Injected with salty brine that included garlic powder and black pepper.  I rubbed with salt, black pepper, garlic powder, rosemary and rubbed sage.  Vacuum sealed for a few hours.








Here it is unwrapped







I then dried it off well and seared on all sides in a pan to develop more flavor.







Then I barded it (french for wrappin in bacon) to keep it moist.

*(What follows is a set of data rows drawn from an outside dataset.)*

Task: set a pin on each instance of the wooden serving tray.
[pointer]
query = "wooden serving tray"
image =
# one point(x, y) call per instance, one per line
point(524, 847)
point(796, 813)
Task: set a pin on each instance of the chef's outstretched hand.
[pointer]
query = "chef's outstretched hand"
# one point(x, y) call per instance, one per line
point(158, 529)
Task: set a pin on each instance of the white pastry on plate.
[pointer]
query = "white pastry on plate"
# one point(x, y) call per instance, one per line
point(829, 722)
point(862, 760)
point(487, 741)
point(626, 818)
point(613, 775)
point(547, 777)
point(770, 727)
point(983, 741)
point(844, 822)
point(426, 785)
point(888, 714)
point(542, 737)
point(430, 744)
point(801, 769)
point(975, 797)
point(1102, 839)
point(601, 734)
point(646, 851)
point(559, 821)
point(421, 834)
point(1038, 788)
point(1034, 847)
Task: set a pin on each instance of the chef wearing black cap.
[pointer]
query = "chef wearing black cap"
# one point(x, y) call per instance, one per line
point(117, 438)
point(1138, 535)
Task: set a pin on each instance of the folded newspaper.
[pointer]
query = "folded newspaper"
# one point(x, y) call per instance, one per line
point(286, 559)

In the smoker with hickory at 225-250.  Finished pics to follow.....


----------



## rdknb (Jun 26, 2010)

looking good so far, can't wait to see it finished


----------



## lugnutz (Jun 26, 2010)

mmmmmm I'll be watchin this one for sure!!


----------



## mballi3011 (Jun 26, 2010)

You are almost exactly halfway to some really good sandwiches. Now just go out there and smoke your hear out. And keep the Qview flowing.


----------



## lownslow (Jun 26, 2010)

Made some pan gravy from the pan I seared them in (chicken stock, garlic, flour, bacon fat, black pepper, salt) and some mashed spuds and a salad.  The juice in the bottom right is from the cutting board, juicy and flavorful meat.  It is a tough cut so sliced thinly it still has a little chew, but in a good way.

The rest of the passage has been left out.